Here are a few of the highlights of the presentation, titled “Community Preservation Fund and Real Estate Transfer Tax Report,”
• In order to establish a Community Preservation Fund, an Open Space Advisory Board and impose a Real Estate Transfer Tax to fund it, the Board of Trustees would need to adopt a resolution and hold a mandatory referendum.
• The Community Preservation Fund would be used to preserve community character by acquiring an interest in real property, establish a bank of development rights and for management and stewardship of the program.
• An Advisory Board would be established to review and make recommendations on proposed acquisitions. The Board would consist of five to seven members with experience in conservation and land preservation, who are not already serving on another town board.
• A Community Preservation Project Plan would be required to list every parcel under consideration for acquisition with a detailed evaluation of available land use alternatives, and prioritization for preservation. This plan could be amended at any time in the 60-day period before the referendum and would need to be updated once every five years.
• Selection criteria for properties to be preserved include ecological importance, protection from flooding or use as a water resource, distinctive character, park or recreational value, important landscapes, capacity for public use and enjoyment, preservation of native biological diversity, passive use and preservation of culture.
• The current list of parcels for consideration include: Scarsdale’s Woman’s Club, the Church on Murray Hill and Post Roads, Fenway Golf Club, Ramsey Farm, Boulder Brook, Parlato Property, Quaker Ridge Golf Course, and the gas station on the corner of Post and Popham Roads.
• A Real Estate Transfer Tax of up to 2% of the amount above the median sale price of a Scarsdale home would be imposed and paid by the purchasers of homes in Scarsdale.
• The timeline for the establishment of an Open Space Fund includes committee meetings on draft proposals, public hearings, and adoption of the local law and plan by a vote. Pending approval, there would be a village wide referendum.
In the discussion many of the trustees, pointed out issues with the plan, and concurred that this project might not received the necessary public support. Trustee Flisser expanded upon this concern by acknowledging that the public may turn the proposed plan down, taking away time and energy that could have gone towards a more viable project.

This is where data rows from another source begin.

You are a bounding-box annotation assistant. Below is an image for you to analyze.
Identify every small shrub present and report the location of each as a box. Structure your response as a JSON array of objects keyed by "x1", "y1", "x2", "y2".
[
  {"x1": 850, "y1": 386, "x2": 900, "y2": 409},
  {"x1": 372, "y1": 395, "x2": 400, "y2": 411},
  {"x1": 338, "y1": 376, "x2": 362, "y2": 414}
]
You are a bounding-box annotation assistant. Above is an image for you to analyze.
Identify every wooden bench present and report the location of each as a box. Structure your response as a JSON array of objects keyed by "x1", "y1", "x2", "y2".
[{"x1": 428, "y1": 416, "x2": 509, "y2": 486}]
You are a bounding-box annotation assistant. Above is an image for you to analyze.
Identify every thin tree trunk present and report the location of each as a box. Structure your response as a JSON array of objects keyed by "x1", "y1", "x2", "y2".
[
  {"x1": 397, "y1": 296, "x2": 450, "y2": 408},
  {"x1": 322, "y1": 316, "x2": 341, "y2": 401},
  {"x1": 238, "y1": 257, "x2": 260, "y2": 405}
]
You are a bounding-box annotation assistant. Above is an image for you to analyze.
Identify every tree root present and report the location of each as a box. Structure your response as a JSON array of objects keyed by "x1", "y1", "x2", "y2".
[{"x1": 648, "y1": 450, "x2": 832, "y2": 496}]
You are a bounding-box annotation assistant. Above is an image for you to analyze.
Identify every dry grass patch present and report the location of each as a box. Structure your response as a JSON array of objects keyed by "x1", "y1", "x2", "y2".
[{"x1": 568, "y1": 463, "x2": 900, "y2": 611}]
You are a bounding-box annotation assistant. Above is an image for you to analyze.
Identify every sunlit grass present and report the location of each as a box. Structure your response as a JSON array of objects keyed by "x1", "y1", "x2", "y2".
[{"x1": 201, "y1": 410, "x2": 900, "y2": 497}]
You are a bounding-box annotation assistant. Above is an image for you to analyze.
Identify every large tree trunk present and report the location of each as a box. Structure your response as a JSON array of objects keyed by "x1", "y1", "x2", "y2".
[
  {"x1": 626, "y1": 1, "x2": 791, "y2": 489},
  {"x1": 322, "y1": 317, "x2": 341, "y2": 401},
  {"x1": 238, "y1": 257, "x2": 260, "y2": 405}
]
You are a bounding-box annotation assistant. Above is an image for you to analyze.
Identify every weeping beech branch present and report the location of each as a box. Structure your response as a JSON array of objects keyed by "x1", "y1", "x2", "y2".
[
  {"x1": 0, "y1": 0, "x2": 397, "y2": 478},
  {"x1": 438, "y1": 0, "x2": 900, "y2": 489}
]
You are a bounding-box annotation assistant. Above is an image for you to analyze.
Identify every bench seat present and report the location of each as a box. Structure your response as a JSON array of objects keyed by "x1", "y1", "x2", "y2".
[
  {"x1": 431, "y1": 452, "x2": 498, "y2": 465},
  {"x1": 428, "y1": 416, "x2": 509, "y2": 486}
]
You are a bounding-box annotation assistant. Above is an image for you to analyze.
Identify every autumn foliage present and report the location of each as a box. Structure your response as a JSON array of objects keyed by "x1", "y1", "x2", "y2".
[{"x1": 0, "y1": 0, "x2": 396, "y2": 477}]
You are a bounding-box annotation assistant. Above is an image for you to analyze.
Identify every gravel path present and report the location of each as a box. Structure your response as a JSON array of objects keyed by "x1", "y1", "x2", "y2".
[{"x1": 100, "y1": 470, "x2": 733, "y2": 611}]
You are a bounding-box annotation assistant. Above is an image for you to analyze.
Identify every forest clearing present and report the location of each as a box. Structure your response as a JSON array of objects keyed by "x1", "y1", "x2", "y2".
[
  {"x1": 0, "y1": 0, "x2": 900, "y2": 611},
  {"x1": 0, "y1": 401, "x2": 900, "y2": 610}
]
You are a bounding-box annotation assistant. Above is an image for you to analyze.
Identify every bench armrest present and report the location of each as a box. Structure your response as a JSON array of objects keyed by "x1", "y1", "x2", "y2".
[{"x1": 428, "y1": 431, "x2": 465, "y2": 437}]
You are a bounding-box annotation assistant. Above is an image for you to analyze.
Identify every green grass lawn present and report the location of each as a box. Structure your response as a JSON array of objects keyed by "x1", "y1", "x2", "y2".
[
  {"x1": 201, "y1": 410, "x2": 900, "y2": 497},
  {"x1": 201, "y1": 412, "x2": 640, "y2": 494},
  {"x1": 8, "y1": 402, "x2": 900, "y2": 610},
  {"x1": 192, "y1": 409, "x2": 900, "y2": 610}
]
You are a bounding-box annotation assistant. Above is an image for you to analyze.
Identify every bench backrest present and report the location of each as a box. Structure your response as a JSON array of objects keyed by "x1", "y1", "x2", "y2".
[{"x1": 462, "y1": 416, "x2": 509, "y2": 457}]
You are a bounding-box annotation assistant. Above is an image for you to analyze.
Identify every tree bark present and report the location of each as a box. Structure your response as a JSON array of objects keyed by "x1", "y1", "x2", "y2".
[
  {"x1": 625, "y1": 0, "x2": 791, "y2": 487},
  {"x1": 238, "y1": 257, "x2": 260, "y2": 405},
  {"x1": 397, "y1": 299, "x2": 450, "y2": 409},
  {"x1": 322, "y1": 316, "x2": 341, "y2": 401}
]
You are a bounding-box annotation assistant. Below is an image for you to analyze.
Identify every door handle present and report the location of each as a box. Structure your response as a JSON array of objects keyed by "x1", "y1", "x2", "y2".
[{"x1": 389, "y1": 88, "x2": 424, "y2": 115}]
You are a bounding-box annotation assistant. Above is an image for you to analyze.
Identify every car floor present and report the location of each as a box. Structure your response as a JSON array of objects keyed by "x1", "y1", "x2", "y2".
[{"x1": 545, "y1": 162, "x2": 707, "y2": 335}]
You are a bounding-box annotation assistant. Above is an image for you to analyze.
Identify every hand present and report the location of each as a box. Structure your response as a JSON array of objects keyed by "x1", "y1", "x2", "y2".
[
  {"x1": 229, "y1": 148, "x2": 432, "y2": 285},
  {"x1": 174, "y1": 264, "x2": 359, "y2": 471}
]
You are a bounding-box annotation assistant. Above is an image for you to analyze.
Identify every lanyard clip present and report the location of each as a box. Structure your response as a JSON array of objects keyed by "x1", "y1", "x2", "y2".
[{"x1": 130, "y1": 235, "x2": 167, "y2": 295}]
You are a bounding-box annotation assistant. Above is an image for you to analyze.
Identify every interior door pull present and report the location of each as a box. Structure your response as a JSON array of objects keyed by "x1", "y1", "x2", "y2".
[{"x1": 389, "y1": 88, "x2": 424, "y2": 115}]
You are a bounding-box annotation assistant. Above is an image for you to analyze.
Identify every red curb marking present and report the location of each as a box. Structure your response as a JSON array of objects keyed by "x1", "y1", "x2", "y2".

Lynne Clark, a Scarsdale resident, real estate broker and member of the Conservation and Advisory Council, said that though she liked the idea of the preservation fund, she would not support the Real Estate Transfer Tax.
Commenting on the fund and the meeting Clark said, “As a member of the Conservation Advisory Council, I am an advocate for the preservation of open space. However, I am not in favor of taxing buyers to build up a fund to do so. If in the future our Village Trustees feel this is a top priority, the expense should be shared by all the residents of the Village. It seems to me that a few new residents to our community should not have to bear the brunt of raising funds for the enjoyment of the many who already live here. It is not fair, in my opinion. In principle, as an experienced real estate broker at Houlihan Lawrence, I felt also that in this economy and with our housing market slowly easing out of a decline, it was not an appropriate time to put an additional transfer tax burden on Scarsdale buyers. Buyers today are looking for the best value and are searching everywhere. Our prices and taxes are already among the highest in the County and State. To maintain a stable real estate market here, we need to remain competitive with other fine Westchester communities who do not have such a tax. I think our hard working Trustees have made the right decision for this time and place."
The Board decided to postpone the issue for later discussion and to consider doing a survey of residents to assess support for an Open Space Fund. The Board concluded that they needed to get a feel for community sentiment before moving forward. Read the report in its entirety on the Village website.
Kids’ B.A.S.E: In other news from Village Hall, the Village Law Committee met with representatives of Kids’ B.A.S.E. of Scarsdale on Wednesday December 7th to discuss plans to build extra classrooms in the interior courtyard and as well as a playground on the perimeter of their site facing Saxon Woods.
The extra classrooms would allow the school to create a proper library and a resource/discovery center. It was made clear that these plans, specifically the playground, would in no way infringe on the Saxon Woods property and that the new facilities will provide a safe environment for the children. Trustee Toder asked the attendees if there were any downsides to the plan and no objections or comments to his question were voiced. Since the Board of Trustees determined that their interests are protected by the plan, the committee unanimously decided to support the building improvements.